In Williams v. SCDOC, a class action was commenced on behalf of inmates in custody of the South Carolina Department of Corrections. The inmates participated in a prison industry program operated pursuant to DOC's contract with respondent Williams Technologies, Inc. (WTI). The Inmates sued WTA and the SCDOIC arguing that claim they were underpaid for their labor and thus entitled to lost wages under the South Carolina Payment of Wages Act. The trial court dismissed the inmates suit and the state Supreme Court affirmed.

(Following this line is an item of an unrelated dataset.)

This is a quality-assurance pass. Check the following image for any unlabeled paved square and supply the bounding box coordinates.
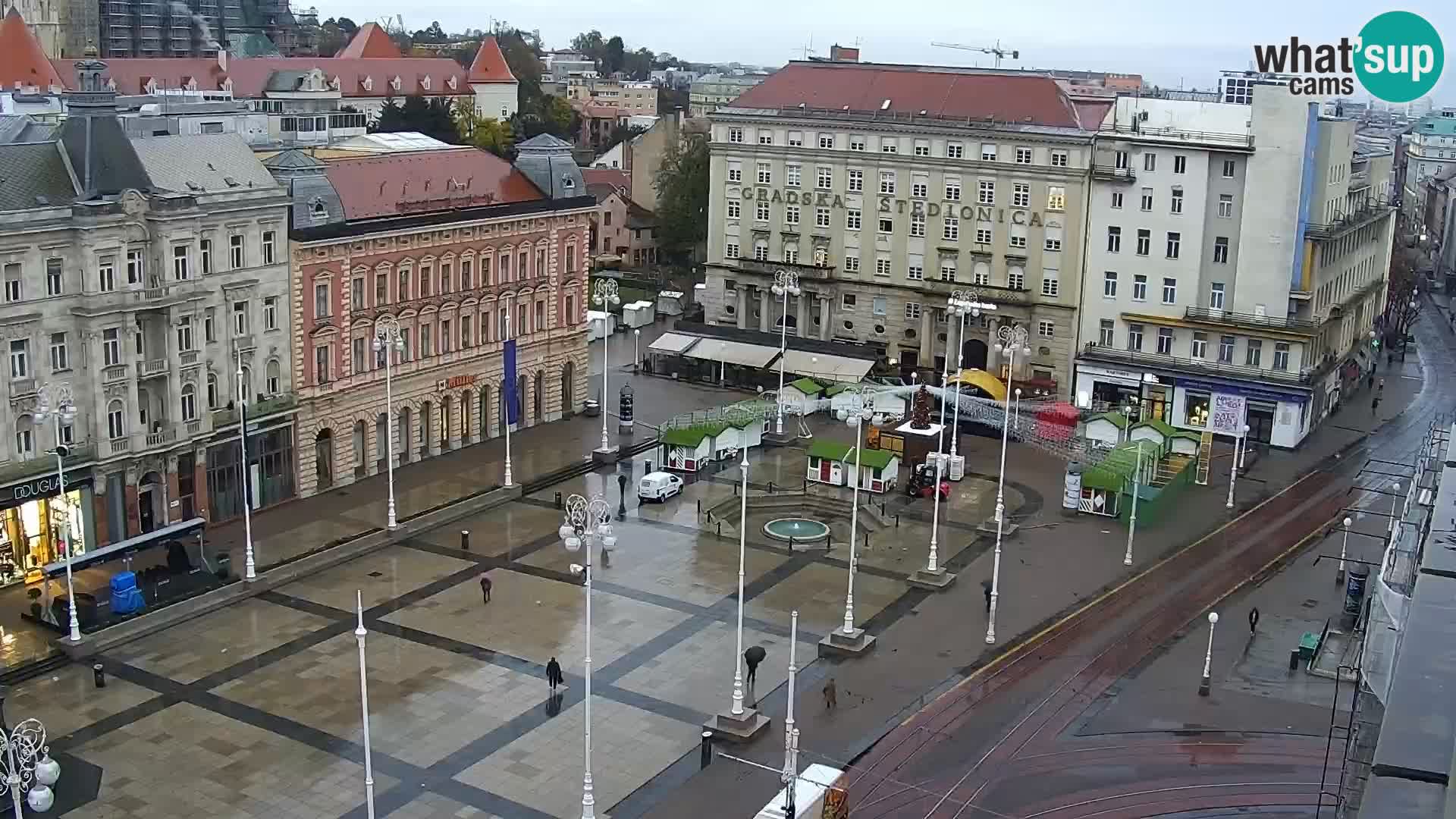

The Court held that the inmates could not maintain an action against WTI under the Payment of Wages Act since WTI is not the entity responsible for paying their wages. The contract between the SCDOC and WTI provided that WTI would pay DOC a flat rate of $4.00 per hour per inmate and that DOC was responsible to pay inmate workers and handle payroll deductions.
In dissent, Justice Pleicones forcefully argued that to hold that the payment of wages is exclusively within the control of the DOC ignores the language of S.C. Code Ann. 24-3-40, which provides that "the employer of a prisoner authorized to work … in a prison industry program … shall pay the prisoner's wages directly to the Department of Corrections" and then requires the DOC to distribute those wages to inmates on behalf of the employer. Thus, the ultimate responsibility for paying wages falls on the prison industry sponsor, while the DOC merely acts as a conduit for payment to the inmates. Hence, Pleicones would have allowed the suit to proceed forward.
My take on this is that Justice Pleicones is right on the law. However, knowing prisoners, once they learned of this new "right to sue," our courts would be inundated with Wage Payment Act Claims and thus the majority does not want to give them a tool with which to abuse the system.